Low-level carnival worker Stan Carlisle does magic tricks and such but he has much higher ambitions. He's smart and wants to go to the big time. The fortune teller/psychic at the carnival, Zeena, has a lush of a husband named Pete who used to do a highly polished mentalist act with her. The pressure got to him. He turned to the bottle and is an alcoholic. Now he works behind the scenes, feeding Zeena bits of info from the crowd so she can show off her "psychic" powers. Stan is interested in the mentalist routine but can't quite turn Zeena on to it. He gets the code book from Zeena and the favor of Molly, a sweet girl working the electric chair exhibit in the carnival. Molly and Stan go off on their own to bilk bigger targets using the mentalist scam. Stan keeps talking about the one great mark who, when he pays off, will let them retire. They never seem to get that far, even though Stan opens up a fake church of spiritualism where he convinces people he can talk to the dead. He finds a female psychologist who might be able to hook him up with the great mark. But can he be trusted? Can she be trusted?

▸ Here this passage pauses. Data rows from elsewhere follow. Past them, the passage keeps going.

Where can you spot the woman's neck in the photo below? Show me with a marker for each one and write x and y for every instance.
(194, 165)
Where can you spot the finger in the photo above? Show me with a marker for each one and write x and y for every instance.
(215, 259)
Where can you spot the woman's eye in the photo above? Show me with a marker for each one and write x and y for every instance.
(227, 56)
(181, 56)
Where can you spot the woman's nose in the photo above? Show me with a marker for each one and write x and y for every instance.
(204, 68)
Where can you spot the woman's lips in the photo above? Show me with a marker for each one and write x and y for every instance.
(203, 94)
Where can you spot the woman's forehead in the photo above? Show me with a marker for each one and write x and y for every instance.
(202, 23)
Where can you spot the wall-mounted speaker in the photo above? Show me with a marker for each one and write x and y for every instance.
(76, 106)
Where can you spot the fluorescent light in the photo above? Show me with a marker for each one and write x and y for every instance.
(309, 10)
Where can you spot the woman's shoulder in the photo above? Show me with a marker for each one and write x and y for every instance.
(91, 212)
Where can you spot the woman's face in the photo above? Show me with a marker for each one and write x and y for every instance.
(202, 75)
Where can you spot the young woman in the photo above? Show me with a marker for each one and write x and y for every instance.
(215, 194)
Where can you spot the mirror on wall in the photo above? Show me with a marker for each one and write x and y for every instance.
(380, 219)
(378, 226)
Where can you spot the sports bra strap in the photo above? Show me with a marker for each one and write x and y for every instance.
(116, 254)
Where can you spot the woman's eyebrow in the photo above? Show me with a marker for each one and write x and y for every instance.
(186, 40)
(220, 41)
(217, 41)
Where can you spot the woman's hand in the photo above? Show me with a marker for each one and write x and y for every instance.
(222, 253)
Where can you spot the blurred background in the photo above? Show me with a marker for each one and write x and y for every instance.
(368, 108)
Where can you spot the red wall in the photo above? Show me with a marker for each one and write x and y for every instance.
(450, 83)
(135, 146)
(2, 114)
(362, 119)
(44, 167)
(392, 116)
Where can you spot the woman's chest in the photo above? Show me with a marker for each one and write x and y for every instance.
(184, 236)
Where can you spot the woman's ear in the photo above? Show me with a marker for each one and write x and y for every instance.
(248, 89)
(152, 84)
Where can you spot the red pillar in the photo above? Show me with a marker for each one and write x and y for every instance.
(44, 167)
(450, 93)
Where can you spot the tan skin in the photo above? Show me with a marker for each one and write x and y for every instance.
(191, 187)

The novel came out in the 1940s and was made into a feature film with Tyrone Power in the lead role. The story follows very much the noir tradition. Stan is the sympathetic anti-hero. He's come out of hard circumstances with the result that he himself has become hard. Most everyone else, for him, is a "mark" or "chump," not a real person. Stan tries to work every angle. He is very smart. Even so, he can't see every angle and he lives in constant worry that things will turn against him. The novel is much darker than the movie (which is saying something) but follows the same general arc. Each chapter is headed with a Tarot card that is thematically relates to what happens in that part of the book. The novel is well crafted and keeps the reader engaged. It is not the happiest of trips.

Slightly recommended--this is pretty dark for noir literature but, like a traffic accident, it's hard to look away.